Un terremoto de magnitud 7.1 que sacudió el sudoeste de Japón ha dejado al menos 18 muertos, según reportes del Gobierno central y de la prefectura de Kumamoto. Equipos de rescate trabajan intensamente para encontrar sobrevivientes atrapados entre los escombros de edificios destruidos.
Las primeras informaciones indicaron 13 muertes, pero se han sumado cinco más debido al colapso de una chimenea en la planta de Yatsushiro de Nippon Paper Industries. Además, hay cuatro personas que podrían seguir sepultadas bajo los escombros, según declaraciones de un portavoz local.

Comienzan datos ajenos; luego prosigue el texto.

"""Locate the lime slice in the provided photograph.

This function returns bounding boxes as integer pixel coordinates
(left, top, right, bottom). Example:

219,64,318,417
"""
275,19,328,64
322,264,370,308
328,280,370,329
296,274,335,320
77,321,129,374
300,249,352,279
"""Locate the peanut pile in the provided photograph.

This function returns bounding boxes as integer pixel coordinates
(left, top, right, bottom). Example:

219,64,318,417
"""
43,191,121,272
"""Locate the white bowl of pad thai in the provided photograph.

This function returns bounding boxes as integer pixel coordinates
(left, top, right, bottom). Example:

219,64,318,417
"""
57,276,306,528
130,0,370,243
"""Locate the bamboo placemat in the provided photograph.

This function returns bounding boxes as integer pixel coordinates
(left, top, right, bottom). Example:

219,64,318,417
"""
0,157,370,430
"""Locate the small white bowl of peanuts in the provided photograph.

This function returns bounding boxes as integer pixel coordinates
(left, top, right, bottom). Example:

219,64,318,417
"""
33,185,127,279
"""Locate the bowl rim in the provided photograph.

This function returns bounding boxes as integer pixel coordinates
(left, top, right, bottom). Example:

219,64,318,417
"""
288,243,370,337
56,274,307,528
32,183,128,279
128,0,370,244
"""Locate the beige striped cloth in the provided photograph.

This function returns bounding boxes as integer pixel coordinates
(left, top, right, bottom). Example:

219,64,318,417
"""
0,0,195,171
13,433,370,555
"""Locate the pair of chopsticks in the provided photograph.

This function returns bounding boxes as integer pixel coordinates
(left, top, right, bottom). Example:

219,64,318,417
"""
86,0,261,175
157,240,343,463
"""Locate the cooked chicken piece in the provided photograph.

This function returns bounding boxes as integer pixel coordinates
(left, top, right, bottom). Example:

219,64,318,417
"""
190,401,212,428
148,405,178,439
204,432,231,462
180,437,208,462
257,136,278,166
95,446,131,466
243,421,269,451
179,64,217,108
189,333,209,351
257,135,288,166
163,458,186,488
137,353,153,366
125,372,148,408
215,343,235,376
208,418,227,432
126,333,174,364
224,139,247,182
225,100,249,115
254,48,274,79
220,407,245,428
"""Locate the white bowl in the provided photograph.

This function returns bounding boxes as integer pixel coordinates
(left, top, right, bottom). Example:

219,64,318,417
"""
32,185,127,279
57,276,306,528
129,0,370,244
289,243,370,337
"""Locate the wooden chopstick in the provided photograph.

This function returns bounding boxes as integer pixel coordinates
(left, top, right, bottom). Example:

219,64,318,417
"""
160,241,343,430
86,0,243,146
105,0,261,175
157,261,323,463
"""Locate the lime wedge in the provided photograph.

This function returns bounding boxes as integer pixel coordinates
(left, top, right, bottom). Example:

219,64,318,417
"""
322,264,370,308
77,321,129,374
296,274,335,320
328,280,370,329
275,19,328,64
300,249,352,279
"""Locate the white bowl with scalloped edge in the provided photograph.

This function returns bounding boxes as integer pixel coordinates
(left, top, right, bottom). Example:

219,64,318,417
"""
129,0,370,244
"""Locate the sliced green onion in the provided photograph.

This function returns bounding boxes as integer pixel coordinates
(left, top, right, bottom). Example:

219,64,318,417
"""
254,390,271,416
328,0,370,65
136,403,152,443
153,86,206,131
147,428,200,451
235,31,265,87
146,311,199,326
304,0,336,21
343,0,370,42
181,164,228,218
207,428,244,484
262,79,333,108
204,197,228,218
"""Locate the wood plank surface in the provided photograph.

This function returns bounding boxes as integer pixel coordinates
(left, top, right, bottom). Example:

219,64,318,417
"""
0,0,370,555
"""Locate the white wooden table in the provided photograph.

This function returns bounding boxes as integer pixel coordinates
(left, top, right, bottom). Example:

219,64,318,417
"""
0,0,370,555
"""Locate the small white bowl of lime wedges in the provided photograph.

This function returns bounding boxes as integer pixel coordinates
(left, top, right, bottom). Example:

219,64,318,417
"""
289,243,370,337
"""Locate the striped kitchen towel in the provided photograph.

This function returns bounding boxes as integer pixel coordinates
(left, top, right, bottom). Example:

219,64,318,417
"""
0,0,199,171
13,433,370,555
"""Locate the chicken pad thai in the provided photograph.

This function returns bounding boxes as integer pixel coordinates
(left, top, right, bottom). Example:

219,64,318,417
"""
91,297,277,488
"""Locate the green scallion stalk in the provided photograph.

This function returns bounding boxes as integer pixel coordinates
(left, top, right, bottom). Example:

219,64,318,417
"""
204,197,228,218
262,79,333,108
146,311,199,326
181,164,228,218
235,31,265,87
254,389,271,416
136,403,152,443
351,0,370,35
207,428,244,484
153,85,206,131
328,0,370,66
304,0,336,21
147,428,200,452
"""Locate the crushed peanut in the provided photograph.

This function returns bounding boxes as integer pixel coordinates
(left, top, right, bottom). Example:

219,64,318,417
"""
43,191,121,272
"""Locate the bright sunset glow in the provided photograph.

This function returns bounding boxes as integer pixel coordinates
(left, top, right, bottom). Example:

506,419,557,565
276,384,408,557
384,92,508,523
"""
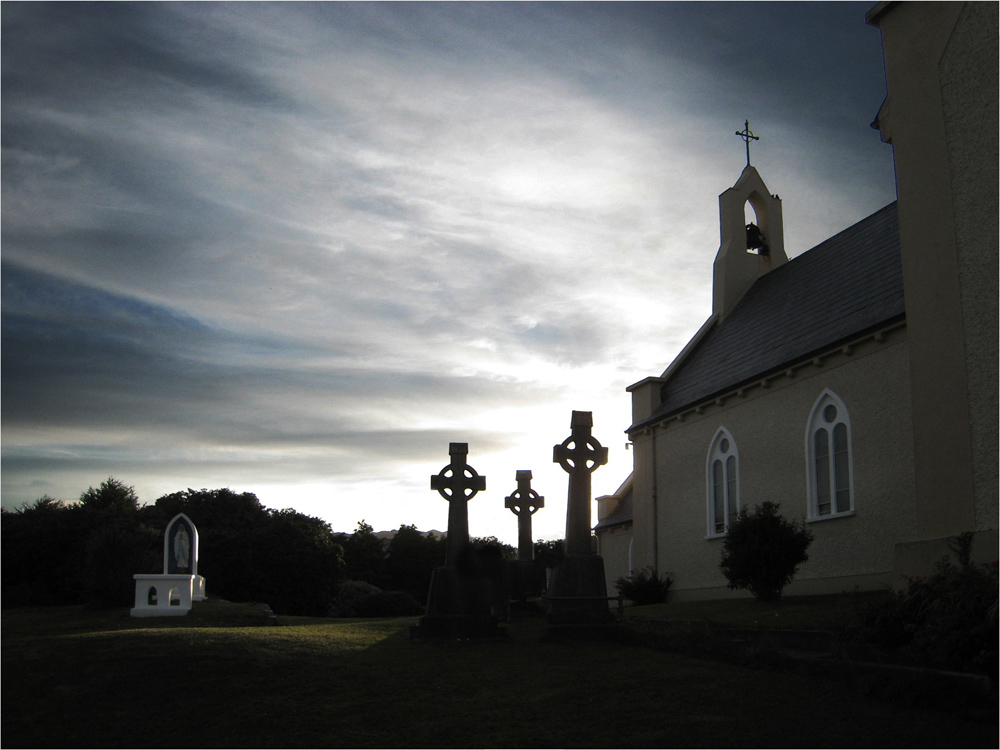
2,3,895,543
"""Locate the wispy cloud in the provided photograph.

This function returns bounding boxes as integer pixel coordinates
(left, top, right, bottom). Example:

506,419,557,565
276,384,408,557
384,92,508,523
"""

Entre las víctimas fatales se encuentran tres personas que estaban en un centro comercial operado por la cadena Aeon. La compañía ha informado que tres más siguen desaparecidas. Las autoridades enfrentan dificultades para determinar con exactitud cuántas personas están atrapadas en el centro comercial.
La primera ministra, Sanae Takaichi, describió la situación como una carrera contrarreloj, ya que han pasado más de 20 horas desde el desastre y aún hay personas esperando ayuda. En respuesta, se han desplegado miles de efectivos, incluyendo 4,600 soldados y 2,000 policías.
Aparte de los decesos y desaparecidos, se reporta un gran número de heridos, con más de 200 solo en el Yatsushiro North Community Medical Center. El departamento de bomberos local ha trasladado a casi un centenar de heridos a diferentes centros de salud, de los cuales seis se encuentran en estado grave.
La prefectura ha registrado 8,886 evacuaciones y más de 34,800 hogares sin suministro eléctrico. Japón, ubicado en el Anillo de Fuego del Pacífico, es propenso a terremotos, por lo que sus infraestructuras están diseñadas para resistir este tipo de desastres.